Regulation of synthesis of proteinase inhibitors I and II mRNAs in leaves of wounded tomato plants

Abstract

Levels of two wound-inducible serine proteinase inhibitors, called Inhibitor I and Inhibitor II, and their mRNAs were quantified in leaves of tomato (Lycopersicon escululentum (L.) Mill.) plants after wounding the leaves with a hemostat.

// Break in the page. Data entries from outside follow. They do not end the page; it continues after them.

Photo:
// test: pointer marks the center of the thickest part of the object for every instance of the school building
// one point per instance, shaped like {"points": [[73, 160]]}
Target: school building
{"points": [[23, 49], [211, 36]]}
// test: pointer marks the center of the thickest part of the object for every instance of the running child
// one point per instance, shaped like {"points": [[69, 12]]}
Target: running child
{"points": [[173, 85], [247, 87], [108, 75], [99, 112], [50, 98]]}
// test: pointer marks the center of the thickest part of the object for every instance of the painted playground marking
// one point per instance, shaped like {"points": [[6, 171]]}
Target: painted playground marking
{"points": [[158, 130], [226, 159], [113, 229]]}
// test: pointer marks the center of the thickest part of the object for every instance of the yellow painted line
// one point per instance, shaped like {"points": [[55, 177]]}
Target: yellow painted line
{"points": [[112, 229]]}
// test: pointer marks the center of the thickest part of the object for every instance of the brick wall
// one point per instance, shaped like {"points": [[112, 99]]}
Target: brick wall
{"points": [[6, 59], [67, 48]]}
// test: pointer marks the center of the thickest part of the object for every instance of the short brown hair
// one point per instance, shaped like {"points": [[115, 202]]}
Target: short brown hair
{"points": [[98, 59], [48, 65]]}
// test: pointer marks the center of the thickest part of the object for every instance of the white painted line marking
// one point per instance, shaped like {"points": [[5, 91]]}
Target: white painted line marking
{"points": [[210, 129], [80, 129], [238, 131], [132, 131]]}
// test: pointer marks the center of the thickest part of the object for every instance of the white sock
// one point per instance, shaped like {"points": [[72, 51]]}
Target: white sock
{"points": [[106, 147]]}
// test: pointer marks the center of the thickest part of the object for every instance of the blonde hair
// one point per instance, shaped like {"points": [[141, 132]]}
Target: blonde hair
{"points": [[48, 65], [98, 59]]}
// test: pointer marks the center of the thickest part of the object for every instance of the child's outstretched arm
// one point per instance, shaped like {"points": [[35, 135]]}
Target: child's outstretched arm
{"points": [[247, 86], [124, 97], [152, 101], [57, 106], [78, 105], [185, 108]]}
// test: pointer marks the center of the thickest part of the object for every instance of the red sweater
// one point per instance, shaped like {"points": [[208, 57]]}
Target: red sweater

A single wound on a lower leaf of 25-old tomato plants caused the accumulation of the two inhibitor proteins in wounded and non-wounded leaves beginning about 4–6 h following wounding. The rate of inhibitor accumulation was maximal in leaves for the next 4 h and then declined. By 20 h the accumulation had nearly ceased. Following a single wound, Inhibitor I mRNA [600 bases in length] and Inhibitor II mRNA (760 bases) began to accumulate in wounded leaves about 2 h before the inhibitor proteins could be detected. The levels of mRNA for both inhibitors reached a maximum at about 8 h following wounding and then decayed, both with apparent half lives of about 10 h. Four consecutive wounds, inflicted hourly, increased the levels of mRNA for both inhibitors to over twice the levels induced by a single wound. Within 4 h following multiple wounds, Inhibitor I mRNA represented about 0.5% of the total polyadenylated mRNA (poly(A⁺)mRNA) and Inhibitor II mRNA about 0.15% of the total. The rates of accumulation of the two inhibitor proteins varied depending upon the age of the plants and their environment during growth, and ranged between 3 and 10 μg Inhibitor I·h^-1·(g tissue)^-1 for Inhibitor I and about half of these rates for Inhibitor II. Nuclei were isolated from leaves of wounded and non-wounded plants, and in mRNA runoff experiments using specific inhibitor copy DNAs (cDNAs) as probes the synthesis of Inhibitor I and II mRNAs were shown to be regulated, at least in part, at the level of transcription.